Assume that the sequence of intervals, ordered by their left ends, obtained above is I1, I2,...,Im, and call a1, a2, ..., am, their right ends.

If J1, J2, ..., Jr were another sequence of intervals, ordered by their left ends covering [1,n] with r minimum. Call b1, b2, ..., br theirs right ends.

Note that J1 covers 1. Therefore b1 <= a1 by construction of I1. Therefore J2 overlaps I1. If J2 were inside I1, then the sequence J could be made shorter by replacing J1 and J2 with I1. This contradicts that the sequence J has minimum length.
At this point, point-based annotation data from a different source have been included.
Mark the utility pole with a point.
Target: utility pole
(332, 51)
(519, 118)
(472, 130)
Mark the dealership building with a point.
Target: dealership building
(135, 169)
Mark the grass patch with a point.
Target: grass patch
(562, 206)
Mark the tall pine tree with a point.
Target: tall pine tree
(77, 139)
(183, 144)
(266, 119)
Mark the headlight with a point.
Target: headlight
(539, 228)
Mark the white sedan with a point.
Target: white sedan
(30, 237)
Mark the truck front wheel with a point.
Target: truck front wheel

Therefore, J2 covers a1. You can see where this is going. Now we repeat the argument above. By construction, b2 <= a2. Therefore J3 overlaps b2. If J3 were inside I1 union I2, then the sequence J could be made shorter by replacing J1, J2, J3 with I1, I2, which is a contradiction with r being minimum. Therefore, J3 covers a3. Repeat, and you end up having that r = m.

Answer 2

As of now, I'm thinking that i should start by sorting the list of ranges by their start element, but I'm not sure where to go next...

Yes, that's a good start.

Once you've done that, you iterate through in "chunks" of "reachable" ranges:

• First, you scan through all the ranges where start ≤ 1 (meaning that they are immediately "reachable"), and find the greatest end among those ranges — call it max_end₁.
• Then, you scan through all the ranges with 1 < start ≤ max_end₁ (meaning that you can "reach" them after only one prior interval), and find the greatest end among those ranges — call it max_end₂.
• Continue doing this until you reach some i such that max_end_i ≥ n. That i is the answer.
• If you ever reach a point where the "chunk" of reachable ranges is empty — all your ranges so far only get you up to x (where x < n), and the next range has start > x, or there is no next range — then there is no answer, because even all of the intervals taken together don't cover the range from 1 to n.

Note that, although you only iterate through the sorted list once, it will probably be simpler to implement if you use two nested loops: an outer loop to iterate over the "chunks", and an inner loop to iterate over the intervals in each "chunk".